On Capitol Hill, lawmakers took the news as a major departure from the decade-long process of selecting a new FBI headquarters site.

Sen. Ben Cardin (D-Md.), the ranking member of the committee’s transportation and infrastructure subcommittee, said in a statement that he was “extremely disappointed” in GSA’s new direction for the project.

“The GSA proposal makes little sense, especially given the clear-cut requirements both the FBI and GSA have laid out for more than a decade for a fully consolidated, secure FBI campus. To put forward a proposal that has a higher cost for less consolidation and is inconsistent with congressional authorization is bizarre — perhaps more bizarre than GSA’s original decision to cancel the previous procurement. It is incomprehensible how the agency came to this decision.”

Rep. Gerry Connolly (D-Va.), the ranking member of the House Oversight and Government Reform Committee’s subcommittee on government operations, said he expects lawmakers to push back on the proposal.

“What an immense waste of time and resources. The only thing missing from this announcement was an apology: an apology to Virginia and Maryland for the time they spent developing site proposals, an apology to the FBI employees who will continue to work in the crumbling Hoover Building, and an apology to taxpayers for a procurement so bungled that we are at square one more than 5 years after GSA started this process,” Conolly said.

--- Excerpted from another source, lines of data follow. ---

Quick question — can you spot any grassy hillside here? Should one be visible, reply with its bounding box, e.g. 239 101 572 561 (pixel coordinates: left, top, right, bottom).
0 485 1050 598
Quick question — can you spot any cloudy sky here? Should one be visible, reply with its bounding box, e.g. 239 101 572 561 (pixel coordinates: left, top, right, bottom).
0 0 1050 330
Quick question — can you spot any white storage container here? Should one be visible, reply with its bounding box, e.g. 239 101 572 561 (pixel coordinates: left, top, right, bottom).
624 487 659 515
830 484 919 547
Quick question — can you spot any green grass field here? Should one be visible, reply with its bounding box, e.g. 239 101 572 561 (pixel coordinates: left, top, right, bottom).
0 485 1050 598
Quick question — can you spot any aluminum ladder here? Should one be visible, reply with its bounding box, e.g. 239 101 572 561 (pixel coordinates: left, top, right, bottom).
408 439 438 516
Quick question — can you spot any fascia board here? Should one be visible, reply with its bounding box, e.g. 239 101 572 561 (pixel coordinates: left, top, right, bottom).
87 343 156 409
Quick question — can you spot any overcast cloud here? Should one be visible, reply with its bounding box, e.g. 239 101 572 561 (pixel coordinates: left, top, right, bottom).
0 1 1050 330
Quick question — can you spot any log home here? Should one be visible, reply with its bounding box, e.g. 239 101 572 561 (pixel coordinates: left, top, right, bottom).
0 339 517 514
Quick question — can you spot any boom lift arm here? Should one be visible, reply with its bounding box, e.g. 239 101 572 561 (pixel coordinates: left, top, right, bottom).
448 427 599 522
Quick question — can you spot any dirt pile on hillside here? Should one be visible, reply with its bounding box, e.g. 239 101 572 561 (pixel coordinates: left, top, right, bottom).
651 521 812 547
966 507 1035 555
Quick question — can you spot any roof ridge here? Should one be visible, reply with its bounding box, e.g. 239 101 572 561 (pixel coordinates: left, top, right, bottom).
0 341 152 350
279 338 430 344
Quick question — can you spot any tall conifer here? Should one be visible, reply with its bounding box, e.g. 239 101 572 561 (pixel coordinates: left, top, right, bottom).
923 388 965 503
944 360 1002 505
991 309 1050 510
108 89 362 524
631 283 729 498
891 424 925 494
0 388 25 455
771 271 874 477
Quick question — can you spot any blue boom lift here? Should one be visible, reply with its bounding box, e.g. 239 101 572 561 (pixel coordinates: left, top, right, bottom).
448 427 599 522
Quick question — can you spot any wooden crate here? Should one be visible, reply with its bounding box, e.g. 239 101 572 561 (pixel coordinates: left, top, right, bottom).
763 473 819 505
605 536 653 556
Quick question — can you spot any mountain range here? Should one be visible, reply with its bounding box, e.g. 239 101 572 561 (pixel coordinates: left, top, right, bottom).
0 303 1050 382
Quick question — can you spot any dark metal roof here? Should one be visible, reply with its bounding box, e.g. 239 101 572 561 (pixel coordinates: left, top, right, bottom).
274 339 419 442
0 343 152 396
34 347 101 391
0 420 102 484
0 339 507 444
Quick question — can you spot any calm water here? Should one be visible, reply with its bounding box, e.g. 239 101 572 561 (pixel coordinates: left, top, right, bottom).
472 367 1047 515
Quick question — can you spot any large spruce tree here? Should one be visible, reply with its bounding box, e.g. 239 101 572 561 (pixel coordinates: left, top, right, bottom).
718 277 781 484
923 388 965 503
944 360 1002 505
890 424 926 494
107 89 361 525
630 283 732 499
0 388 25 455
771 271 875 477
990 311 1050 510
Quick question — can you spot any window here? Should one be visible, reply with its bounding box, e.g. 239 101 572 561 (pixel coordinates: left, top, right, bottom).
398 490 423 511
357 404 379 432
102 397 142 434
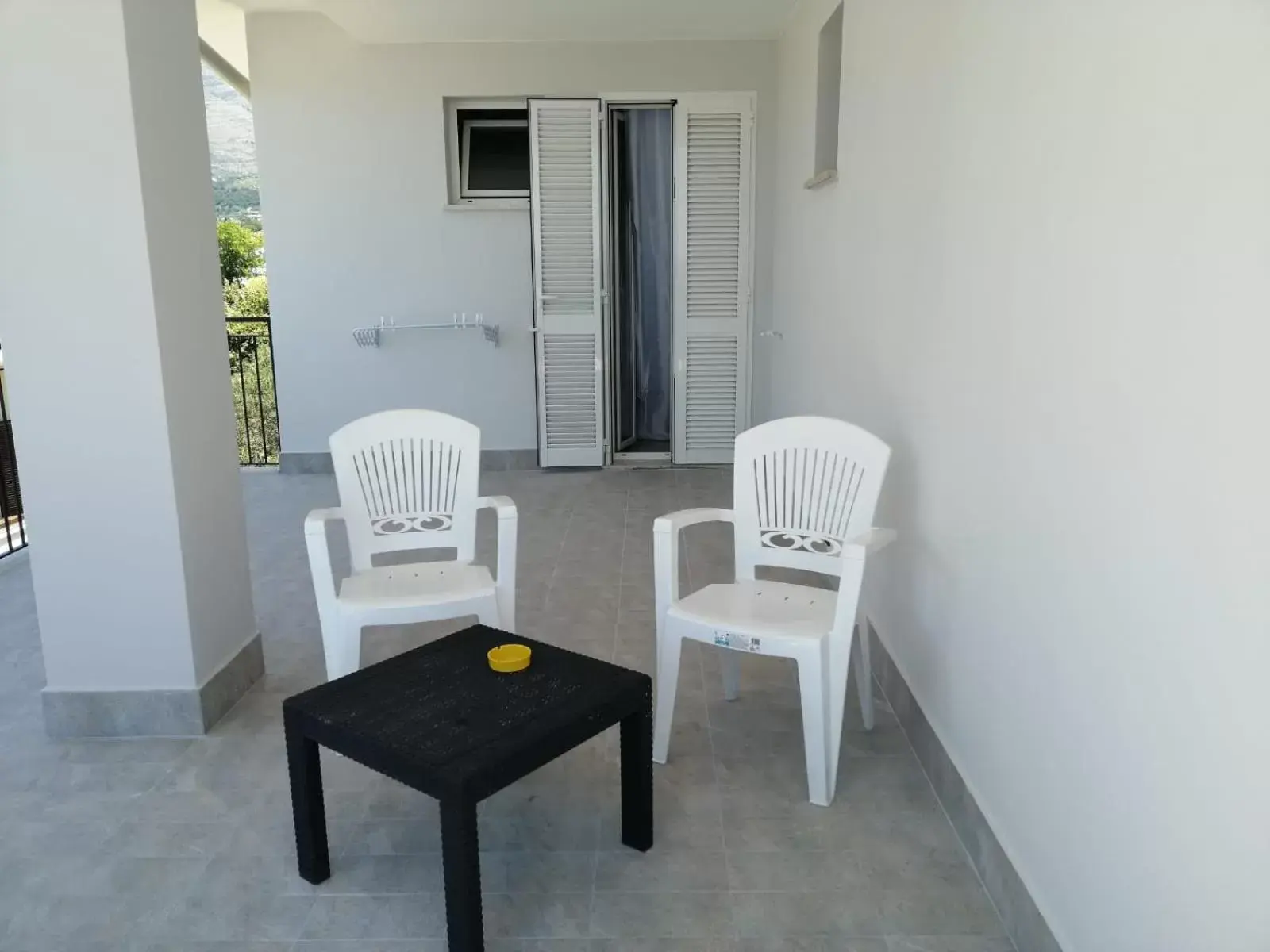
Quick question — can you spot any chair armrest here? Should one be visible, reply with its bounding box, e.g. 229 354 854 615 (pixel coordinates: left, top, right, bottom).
476 497 516 519
476 497 517 632
652 509 734 614
652 509 734 535
842 528 895 555
305 509 344 606
305 508 344 537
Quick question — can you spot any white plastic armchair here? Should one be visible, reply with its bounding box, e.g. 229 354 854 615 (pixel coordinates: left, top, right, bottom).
652 416 895 806
305 410 517 681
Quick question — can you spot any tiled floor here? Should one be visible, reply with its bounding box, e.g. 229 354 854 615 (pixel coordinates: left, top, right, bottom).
0 470 1014 952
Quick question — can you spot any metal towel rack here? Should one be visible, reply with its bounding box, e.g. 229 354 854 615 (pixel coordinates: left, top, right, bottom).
353 311 498 347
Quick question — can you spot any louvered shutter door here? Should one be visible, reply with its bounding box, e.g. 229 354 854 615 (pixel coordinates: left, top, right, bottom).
529 99 605 466
675 94 754 463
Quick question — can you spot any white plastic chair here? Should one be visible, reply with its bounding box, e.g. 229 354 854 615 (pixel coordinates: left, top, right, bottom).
652 416 895 806
305 410 516 681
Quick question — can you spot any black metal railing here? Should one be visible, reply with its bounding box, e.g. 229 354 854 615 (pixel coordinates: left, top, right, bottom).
0 367 27 559
226 319 281 466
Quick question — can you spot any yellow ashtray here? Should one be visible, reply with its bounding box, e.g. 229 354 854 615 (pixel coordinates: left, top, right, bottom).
485 645 532 674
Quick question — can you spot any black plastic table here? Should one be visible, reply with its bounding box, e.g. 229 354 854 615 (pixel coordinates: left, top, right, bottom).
282 624 652 952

Conolly added in a statement: “The most insulting aspect of this latest development is that the new plan released by the Trump Administration doesn’t even include a consolidated headquarters that can house all 11,000 of the FBI’s area employees.”

In a statement, Rep. Anthony Brown (D-Md.) said he disagrees with the Trump administration’s “dispersed workforce” plan, and said the project “undermines collaboration and intelligence sharing.”

“The Trump White House is putting America’s national security at risk, and is continuing its thinly-veiled assault on the FBI. This decision falls short of meeting the needs of the nation’s premier intelligence and law enforcement organization. The men and women of the FBI deserve better,” Brown said.

A GSA spokeswoman said Monday that the new proposal seeks to address the problems of the deteriorating Hoover building. During the demolition and construction, FBI personnel, she said, would be temporarily relocated.

“The work of the FBI requires a modern and secure headquarters with technology and equipment to support the men and women of the FBI who are dedicated to keeping our country safe. The report issued by GSA and FBI today provides for the new headquarters the FBI needs to accomplish its important work,” the spokeswoman said.